El 16 de febrero de 1942 se estrenaba Oro vil en Madrid, en el Palacio del Cine, que ocupaba la segunda planta del Circulo de Bellas Artes, y días después en Barcelona, en los salones Capitolio y Metrópoli. No tuvo éxito ni buena crítica, quizá porque hasta aquel entonces Maroto había tratado sus historias desde una perspectiva paródica y en esta ocasión se plantea una historia seria, un western serio, su género favorito. Eso sí, deja dos ideas claras: que se podía rodar películas del oeste en España, y que, desde luego los paisajes españoles, y en este caso el de La Pedriza, eran miméticos con los paisajes americanos, algo que entonces ya supo ver Maroto.
Curioso el caso de Maroto, director, productor, guionista, operador y ocasional actor, siempre reinventándose. Fue pionero en muchas cosas, en el cine sonoro, en el western, y en el modelo del cooperativismo cinematográfico, estos días quizá más necesario que nunca, creando en 1949 la pionera Cooperativa del Cinema de Madrid, junto a nombres como Fernando Fernán Gómez y Tadeo Villalba Ruiz, padre de Tedy Villalba, y empresas como el laboratorio Madrid Film y la casa de vestuario Peris. Y fue de los primeros que organizó, junto a Villalba, el desembarco de las superproducciones americanas, que iban a rodar en España títulos como Alejandro El Magno, Orgullo y pasión, Salomón y la reina de Saba o Espartaco, esta última con Stanley Kubrick dirigiendo personalmente en las batallas a los vecinos de los pueblos de Madrid y Guadalajara, y a los soldados de reemplazo del Ejército español. Porque sí, en aquellos años los soldados del Ejército de España se podían contratar como figuración, y disfrazarles de romanos o esclavos, a diferencia del Ejército americano, que sólo podían portar sus uniformes reglamentarios. Eran los tiempos de apertura al “amigo americano”.

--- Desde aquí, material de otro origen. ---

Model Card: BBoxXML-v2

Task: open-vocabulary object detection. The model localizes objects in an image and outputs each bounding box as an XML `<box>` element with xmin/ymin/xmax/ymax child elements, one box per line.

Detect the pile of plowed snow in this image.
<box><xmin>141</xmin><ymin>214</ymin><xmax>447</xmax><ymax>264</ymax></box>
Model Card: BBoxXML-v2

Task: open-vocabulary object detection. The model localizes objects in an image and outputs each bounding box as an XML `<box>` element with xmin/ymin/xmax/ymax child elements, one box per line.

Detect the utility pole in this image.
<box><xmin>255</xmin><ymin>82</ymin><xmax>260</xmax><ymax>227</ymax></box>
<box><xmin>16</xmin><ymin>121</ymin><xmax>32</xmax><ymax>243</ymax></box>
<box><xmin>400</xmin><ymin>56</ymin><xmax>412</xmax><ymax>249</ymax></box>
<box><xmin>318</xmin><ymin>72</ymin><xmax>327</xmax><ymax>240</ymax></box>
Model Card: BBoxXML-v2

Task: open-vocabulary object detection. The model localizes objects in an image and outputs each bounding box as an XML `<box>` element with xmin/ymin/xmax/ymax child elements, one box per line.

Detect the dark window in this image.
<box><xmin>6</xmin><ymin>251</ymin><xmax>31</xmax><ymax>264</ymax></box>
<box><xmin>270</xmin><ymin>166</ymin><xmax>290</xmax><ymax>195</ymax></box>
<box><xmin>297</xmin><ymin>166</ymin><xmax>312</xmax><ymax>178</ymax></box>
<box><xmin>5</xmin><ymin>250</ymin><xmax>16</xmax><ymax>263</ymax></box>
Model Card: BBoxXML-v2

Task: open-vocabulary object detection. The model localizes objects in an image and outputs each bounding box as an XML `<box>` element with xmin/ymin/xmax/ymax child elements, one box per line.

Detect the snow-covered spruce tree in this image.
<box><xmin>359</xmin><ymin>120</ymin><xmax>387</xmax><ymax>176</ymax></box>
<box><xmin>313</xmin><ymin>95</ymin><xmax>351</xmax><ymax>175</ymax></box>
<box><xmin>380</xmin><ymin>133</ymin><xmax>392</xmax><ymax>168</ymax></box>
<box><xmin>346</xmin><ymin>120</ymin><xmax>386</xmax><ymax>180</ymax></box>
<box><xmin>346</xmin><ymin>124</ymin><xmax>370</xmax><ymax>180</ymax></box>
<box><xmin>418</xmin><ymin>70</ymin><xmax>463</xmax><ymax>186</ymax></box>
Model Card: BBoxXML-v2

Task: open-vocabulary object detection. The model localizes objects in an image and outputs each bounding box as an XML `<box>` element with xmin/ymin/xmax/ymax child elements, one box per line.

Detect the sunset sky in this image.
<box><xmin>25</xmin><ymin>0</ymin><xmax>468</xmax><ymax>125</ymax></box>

Sin duda Eduardo G. Maroto disfrutó de los posteriores rodajes españoles de El regreso de los siete magníficos y Villa cabalga, exponentes de su amado género western, donde participó a alto nivel de producción. Reivindico a Eduardo G. Maroto. Es muy interesante leer sus memorias, “Aventuras y desventuras del cine español”, así como el concienzudo volumen que le dedica Miguel Olid, “Eduardo García Maroto. Vida y obra de un cineasta español”, y visionar el documental “Memorias de un peliculero”.
Maroto demostró varias cosas. Que en España se podían rodar historias de indios, vaqueros y buscadores de oro, como tiempo después se demostró. Y que en el cine hay que reinventarse. Él lo hizo, y en estos tiempos que nos vienen, me temo que nosotros debemos hacerlo también.